O verdadeiro diálogo – que não é a simples conversação e ainda menos o “chat” – é uma construção feita a dois, implicando sinceridade e boa vontade. É um trabalho discursivo. Podemos dizer que a diversidade nasce do diálogo, na medida em que é na linguagem que a diferença se exprime em plenitude, com as suas nuances e subtilezas. E é aqui que intervém a questão das línguas ditas naturais. Como falar seriamente de diversidade cultural hoje, num tempo em que, na nossa sociedade globalizada, nos é praticamente interdito que nos expressemos senão em inglês? A diversidade linguística é consubstancial à diversidade cultural. Este é um obstáculo ainda intransponível, e que assim permanecerá enquanto a tecnologia não tiver encontrado uma solução que torne perfeita a tradução simultânea.

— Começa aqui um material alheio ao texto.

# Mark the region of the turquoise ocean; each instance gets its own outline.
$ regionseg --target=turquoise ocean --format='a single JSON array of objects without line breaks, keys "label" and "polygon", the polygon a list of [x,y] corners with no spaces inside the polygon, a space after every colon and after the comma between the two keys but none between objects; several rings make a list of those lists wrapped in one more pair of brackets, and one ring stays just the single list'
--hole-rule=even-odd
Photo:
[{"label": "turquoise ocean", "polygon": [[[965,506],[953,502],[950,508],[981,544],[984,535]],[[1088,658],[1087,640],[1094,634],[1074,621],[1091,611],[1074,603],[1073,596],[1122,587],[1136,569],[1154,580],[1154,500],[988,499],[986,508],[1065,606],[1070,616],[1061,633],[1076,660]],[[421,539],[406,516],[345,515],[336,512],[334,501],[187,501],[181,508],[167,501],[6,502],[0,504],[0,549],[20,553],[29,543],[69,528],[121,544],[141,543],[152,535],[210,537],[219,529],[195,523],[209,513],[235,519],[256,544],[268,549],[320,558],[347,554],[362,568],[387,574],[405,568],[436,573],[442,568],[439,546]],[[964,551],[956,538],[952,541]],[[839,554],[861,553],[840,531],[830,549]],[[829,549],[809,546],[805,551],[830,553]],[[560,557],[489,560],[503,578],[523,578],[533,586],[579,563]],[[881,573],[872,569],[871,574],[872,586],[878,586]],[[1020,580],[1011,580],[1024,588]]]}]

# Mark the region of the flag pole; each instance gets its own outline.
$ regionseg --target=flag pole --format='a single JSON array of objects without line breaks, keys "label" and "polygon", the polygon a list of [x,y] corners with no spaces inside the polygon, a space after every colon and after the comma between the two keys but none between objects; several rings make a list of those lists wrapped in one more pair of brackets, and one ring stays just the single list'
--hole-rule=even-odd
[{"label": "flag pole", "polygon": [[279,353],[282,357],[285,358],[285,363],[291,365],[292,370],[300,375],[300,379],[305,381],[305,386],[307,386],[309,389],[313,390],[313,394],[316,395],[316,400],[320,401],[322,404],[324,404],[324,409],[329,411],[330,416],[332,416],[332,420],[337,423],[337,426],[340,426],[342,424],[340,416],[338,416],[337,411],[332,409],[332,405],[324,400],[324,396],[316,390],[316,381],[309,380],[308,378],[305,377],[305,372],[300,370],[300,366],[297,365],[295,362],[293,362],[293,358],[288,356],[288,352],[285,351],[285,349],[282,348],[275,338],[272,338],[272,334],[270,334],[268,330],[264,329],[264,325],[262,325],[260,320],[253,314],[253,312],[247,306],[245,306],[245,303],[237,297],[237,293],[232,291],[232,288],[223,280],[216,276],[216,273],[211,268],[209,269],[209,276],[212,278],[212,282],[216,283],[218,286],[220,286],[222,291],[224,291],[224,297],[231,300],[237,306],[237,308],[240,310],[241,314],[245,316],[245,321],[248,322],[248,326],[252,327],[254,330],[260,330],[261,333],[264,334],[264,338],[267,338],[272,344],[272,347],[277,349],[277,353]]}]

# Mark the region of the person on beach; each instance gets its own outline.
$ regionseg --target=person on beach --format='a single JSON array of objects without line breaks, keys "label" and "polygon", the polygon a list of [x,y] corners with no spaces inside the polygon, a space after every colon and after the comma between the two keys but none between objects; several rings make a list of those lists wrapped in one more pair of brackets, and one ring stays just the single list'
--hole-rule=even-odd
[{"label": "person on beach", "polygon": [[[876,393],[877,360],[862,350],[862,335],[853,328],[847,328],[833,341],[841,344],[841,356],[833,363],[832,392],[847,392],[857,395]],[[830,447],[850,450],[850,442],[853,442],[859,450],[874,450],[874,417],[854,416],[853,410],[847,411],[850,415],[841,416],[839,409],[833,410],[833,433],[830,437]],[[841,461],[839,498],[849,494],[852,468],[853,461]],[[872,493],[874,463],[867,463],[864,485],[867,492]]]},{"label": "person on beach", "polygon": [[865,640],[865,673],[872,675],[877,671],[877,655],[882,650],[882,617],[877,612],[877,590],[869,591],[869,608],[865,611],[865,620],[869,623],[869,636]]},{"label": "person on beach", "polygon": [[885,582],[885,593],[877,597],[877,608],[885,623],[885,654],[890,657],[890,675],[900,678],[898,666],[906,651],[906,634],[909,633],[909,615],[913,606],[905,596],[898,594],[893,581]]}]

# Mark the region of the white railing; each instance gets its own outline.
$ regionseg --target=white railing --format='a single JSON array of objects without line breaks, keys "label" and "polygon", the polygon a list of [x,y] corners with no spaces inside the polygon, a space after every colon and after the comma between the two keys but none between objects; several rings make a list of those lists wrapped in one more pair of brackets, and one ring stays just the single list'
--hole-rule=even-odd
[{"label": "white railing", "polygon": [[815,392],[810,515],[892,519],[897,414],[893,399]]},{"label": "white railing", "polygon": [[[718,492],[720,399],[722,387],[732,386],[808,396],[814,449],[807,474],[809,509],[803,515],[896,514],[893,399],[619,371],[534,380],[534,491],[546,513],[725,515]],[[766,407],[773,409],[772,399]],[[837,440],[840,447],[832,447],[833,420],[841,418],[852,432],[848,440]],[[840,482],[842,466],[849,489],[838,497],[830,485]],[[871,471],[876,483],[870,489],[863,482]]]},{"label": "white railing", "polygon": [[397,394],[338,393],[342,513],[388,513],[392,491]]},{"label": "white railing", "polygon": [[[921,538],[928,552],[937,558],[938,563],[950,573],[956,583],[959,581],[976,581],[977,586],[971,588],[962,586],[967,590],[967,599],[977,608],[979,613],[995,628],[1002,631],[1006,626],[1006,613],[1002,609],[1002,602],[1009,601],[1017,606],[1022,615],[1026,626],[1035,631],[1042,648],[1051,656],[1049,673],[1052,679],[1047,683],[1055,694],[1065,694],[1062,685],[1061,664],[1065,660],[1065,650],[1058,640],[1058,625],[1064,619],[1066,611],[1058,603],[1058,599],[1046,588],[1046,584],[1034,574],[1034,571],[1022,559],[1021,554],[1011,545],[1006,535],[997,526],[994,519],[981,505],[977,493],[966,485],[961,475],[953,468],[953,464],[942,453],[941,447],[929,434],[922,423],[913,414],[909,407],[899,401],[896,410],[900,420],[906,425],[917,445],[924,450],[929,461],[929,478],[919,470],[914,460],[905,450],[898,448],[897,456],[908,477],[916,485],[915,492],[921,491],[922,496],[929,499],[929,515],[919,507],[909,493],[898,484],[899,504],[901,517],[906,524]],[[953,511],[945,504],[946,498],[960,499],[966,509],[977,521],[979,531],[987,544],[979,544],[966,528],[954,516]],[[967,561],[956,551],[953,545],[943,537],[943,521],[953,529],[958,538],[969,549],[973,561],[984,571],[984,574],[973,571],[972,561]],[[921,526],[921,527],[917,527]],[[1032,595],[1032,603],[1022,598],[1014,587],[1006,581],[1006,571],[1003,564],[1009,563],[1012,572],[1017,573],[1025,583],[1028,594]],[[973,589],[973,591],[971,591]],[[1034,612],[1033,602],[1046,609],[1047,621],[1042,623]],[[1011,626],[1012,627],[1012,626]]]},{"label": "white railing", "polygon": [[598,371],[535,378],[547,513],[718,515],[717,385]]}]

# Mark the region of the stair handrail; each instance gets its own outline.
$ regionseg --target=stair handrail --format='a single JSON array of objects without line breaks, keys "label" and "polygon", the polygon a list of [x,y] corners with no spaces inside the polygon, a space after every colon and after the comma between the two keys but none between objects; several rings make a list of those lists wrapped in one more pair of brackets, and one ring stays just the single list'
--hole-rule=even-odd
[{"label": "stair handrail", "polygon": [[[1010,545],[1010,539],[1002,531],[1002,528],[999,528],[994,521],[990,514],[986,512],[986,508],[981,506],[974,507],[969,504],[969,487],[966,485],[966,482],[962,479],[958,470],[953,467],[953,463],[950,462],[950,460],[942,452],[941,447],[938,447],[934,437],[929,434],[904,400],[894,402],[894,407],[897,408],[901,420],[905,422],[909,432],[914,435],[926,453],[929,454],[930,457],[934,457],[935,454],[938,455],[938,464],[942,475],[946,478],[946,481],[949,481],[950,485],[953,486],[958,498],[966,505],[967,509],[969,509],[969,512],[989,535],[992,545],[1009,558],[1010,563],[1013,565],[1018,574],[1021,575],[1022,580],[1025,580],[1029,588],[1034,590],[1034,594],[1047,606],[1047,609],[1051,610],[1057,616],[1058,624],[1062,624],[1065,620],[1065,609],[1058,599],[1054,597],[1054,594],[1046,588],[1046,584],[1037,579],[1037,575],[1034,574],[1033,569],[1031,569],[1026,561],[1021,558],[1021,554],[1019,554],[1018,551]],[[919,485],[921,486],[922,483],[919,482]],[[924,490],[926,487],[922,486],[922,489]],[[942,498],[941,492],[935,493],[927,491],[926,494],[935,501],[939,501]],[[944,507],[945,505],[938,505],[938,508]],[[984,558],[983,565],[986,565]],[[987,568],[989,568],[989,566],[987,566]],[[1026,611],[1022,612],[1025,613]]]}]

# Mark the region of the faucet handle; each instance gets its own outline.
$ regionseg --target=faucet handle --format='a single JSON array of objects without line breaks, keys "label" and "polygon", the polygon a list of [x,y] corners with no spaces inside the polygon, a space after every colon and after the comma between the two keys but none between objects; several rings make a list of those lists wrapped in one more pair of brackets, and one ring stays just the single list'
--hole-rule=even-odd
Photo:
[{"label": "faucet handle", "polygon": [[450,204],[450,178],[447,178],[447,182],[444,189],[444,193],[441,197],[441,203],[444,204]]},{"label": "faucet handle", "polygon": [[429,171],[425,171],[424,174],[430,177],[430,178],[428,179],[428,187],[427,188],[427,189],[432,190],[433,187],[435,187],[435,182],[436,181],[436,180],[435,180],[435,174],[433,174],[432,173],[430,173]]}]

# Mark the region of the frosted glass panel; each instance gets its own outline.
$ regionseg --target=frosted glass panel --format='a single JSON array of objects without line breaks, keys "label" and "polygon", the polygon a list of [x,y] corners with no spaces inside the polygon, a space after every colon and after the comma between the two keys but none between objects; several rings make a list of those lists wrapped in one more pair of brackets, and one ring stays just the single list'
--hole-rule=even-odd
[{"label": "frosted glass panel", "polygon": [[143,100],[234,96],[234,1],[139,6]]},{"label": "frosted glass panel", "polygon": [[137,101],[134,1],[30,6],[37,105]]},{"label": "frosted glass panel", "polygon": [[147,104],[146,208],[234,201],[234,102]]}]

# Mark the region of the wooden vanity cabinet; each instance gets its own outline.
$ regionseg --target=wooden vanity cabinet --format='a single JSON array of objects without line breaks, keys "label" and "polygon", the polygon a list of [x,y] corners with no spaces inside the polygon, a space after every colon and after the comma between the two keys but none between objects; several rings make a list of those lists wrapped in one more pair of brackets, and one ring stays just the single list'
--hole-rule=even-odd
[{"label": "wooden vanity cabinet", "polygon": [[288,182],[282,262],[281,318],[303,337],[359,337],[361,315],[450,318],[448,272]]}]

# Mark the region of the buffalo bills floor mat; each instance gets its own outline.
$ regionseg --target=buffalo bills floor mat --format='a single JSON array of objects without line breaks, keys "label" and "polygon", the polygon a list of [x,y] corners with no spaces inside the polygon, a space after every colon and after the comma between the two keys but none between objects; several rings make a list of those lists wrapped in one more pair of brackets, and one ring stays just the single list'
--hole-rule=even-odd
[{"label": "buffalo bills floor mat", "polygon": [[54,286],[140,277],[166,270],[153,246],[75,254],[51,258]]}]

Há algum tipo de diversidade que mais dificilmente seja funcional, por exemplo a diversidade religiosa? Coloca de novo a questão do diálogo pondo o dedo numa ferida incurável. O diálogo inter-religioso só pode existir entre mulheres e homens de boa-fé e de boa vontade, mas também conhecedores da história da sua própria crença e da dos outros, dito de outra maneira, capazes de relativizar, senão o Absoluto, pelo menos o valor das suas expressões e manifestações. Vivi alguns anos no Magrebe e não posso estar mais de acordo com os padres e os imãs que, em caso de casamento misto, recomendavam aos jovens casais que nunca falassem de religião. Aqui, a moral deve levar a melhor sobre a teologia: a moral une, a teologia separa. E não esqueçamos, no próprio domínio do ecumenismo, isto é, do diálogo entre cristãos, o pomo de discórdia que constitui o que Freud denomina, em Malaise dans la Culture, “o narcisismo das pequenas diferenças”, de onde surgiram as terríveis guerras de religião no século XVI. Diversidade e crioulização: semelhança e diferença? Interesso-me pelo conceito de crioulização desde que li, recentemente, o Manifesto, de Mário Lúcio Sousa, na sequência de um encontro em Coimbra. Para ele, a crioulização é um processo dinâmico – ele diz dialético – de harmonização das diferenças. Trata-se não de fazer desaparecer a diversidade (racial, étnica, religiosa…), mas de a assumir em si, isto é, de se converter à diversidade, tornando-nos, tanto quanto possível, o outro. Há uma “poética da Relação” que, bem compreendida e, sobretudo, bem praticada, poderia mudar a face do mundo. É uma utopia, ou, se quisermos, um rejuvenescimento da mensagem cristã pelo budismo, sem referência a uma transcendência divina. A crioulização é, assim, uma tentativa de resposta ao problema humano dilacerante da diversidade. Não haverá paz universal senão na concórdia dos corações: sem a fraternidade, a diversidade permanecerá sempre conflitual. Mário Lúcio Sousa, enquanto cabo-verdiano, provindo da colonização, aliando no seu ser biológico o sangue (e os genes) do carrasco e da vítima, propõe-nos uma sageza difícil, mas, no mundo louco que é o nosso, não há salvação senão na sageza, numa sageza nova, adaptada ao nosso tempo… e na crioulização de cada um e de cada uma.
“Vivi alguns anos no Magrebe e não posso estar mais de acordo com os padres e os imãs que, em caso de casamento misto, recomendavam aos jovens casais que nunca falassem de religião”.